The standard line for AMD for a long time has been that its integrated graphics tend to be substantially better than whatever Intel happened to drop in a diaper. It was entirely valid for a long time: AMD integrated graphics was double or triple what Intel offered for the same money. That's not actually true any longer. Iris Xe isn't substantially worse than what's been stapled on to contemporary AMD CPUs (it's something like 40 - 50% worse, where it used to be 2x or 3x worse, a big real world improvement).
Well, that explains a lot. Honestly, when I first tried running Open Rails on my laptop, I crossed my fingers that the performance would at least match that on my desktop. When I saw it was probably 2x better, I was pleasantly surprised. I didn't know Intel closed the gap with AMD this much.
We don't know what people are doing with graphics generally. We also don't know what people will be doing in three years (AI! We're all gonna have Google Bard running everywhere! Is it still called Bard this week? Who cares? CoPilot will be in our watches by 2026! Also we're going to go back to wearing watches, so we can get extra CoPilot!). But bear in mind that your GPU also does things like decode video and in some cases even render effects on a desktop. We can say that it's probably better to have some extra capability for those things even if the end user doesn't directly or immediately care. From that line of thinking, it's better to have something than not, especially for a system a user is planning to keep to the point of actual obsolescence, which does tend to be the way home users are with their systems nowadays.
Here's the thing. Yes, having that extra capability if needed makes sense. The question is at what cost in terms of extra money, noise, and power consumption. Here's my idea for that. First off, keep the power dissipation under maybe 150 watts maximum. And use the entire side of a case to passively cool the GPU. Yes, it'll be a huge hunk of metal weighing probably 10 pounds, but you can passively cool 150 watts while keeping temperatures reasonable with something that size.
Next, still have an iGPU to use most of the time. The idea is the discrete GPU gets turned completely off, as in 0W, unless you need graphics HP beyond what the iGPU can deliver. That saves a lot compared to a card which might idle at 20 or 30 or 40 watts.
So we've taken care of the noise and power consumption issues with a separate GPU. Last issue is cost. I'm neglecting the cost of the huge heatsink. If we went this route, you would get a case with a heatsink, but be able to use that same heatsink if you changed GPUs. So basically you have a board that bolts on to the heatsink, with some sort of connection to the motherboard. If you can make the board for $50 or less, $75 tops, you have a winner that even people like me would buy.
EDIT: Another option is the board goes in a slot same as any other graphics card, but uses heat pipes to transfer the thermal load to the PC case heatsink.
A noisy, power hog GPU costing several hundred or more? Forget it. I'm not putting one of those in my system. Electricity costs $0.35+ per kW-hr here in NYC. I just can't afford the power, never mind the purchase price.

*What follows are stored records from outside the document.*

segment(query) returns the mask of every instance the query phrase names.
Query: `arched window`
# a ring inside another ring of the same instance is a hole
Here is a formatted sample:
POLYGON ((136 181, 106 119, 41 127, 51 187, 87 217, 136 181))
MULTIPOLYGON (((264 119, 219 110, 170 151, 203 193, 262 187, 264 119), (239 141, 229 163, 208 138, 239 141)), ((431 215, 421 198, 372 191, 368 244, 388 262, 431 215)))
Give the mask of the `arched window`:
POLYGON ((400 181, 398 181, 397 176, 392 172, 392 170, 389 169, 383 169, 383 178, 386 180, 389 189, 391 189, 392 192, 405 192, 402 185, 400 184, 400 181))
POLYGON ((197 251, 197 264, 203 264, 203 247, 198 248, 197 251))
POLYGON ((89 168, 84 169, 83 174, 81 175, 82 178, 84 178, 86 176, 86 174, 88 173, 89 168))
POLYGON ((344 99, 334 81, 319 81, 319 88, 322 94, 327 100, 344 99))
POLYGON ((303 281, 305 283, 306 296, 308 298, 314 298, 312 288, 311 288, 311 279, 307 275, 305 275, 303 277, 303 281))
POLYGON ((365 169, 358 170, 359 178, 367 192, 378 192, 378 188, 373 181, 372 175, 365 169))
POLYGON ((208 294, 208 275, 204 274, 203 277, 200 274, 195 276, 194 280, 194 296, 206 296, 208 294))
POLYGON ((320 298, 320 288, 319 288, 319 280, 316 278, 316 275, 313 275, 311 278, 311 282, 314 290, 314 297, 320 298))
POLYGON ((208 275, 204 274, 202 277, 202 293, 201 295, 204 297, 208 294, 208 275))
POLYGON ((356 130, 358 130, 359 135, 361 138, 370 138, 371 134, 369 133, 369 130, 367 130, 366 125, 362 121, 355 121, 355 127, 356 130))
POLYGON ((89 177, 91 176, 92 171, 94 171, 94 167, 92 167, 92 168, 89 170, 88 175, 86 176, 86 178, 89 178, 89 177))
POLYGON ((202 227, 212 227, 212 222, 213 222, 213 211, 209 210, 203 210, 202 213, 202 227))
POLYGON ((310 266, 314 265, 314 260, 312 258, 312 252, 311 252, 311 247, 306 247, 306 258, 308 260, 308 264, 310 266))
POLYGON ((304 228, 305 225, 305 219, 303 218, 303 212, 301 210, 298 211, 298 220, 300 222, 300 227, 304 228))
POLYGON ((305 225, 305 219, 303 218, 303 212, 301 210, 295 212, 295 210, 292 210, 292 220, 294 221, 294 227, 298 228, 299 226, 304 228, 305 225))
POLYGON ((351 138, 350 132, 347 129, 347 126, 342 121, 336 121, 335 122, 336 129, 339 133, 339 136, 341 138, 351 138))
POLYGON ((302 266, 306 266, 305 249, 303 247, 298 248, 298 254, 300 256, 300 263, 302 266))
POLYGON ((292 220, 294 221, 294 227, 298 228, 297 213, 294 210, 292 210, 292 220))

The difficulties present in moving from one Windows system to another are a whole other subject that I'll admit I don't typically see as a problem, but dealing with those transitions has been my job for my entire adult life. It's probably worthy of a different topic, especially given that probably none of us nominally interested hobbyists and pros are at all enthusiastic about contemporary OS offerings from Microsoft.
Definitely another topic. I just mentioned it because starting from scratch after you've "moved in" to a system is really difficult for people who don't do that stuff for a living. And IMO Windows OSes reached a pinnacle with 7. If the newer OSes kept a similar user interface, ditched the spyware, ditched crap like CoPilot, OneDrive, mandatory MS accounts, etc., plus allowed you to upgrade while keeping all your existing apps, we might all be more amenable to them. I don't want my PC to look and act like a smart phone.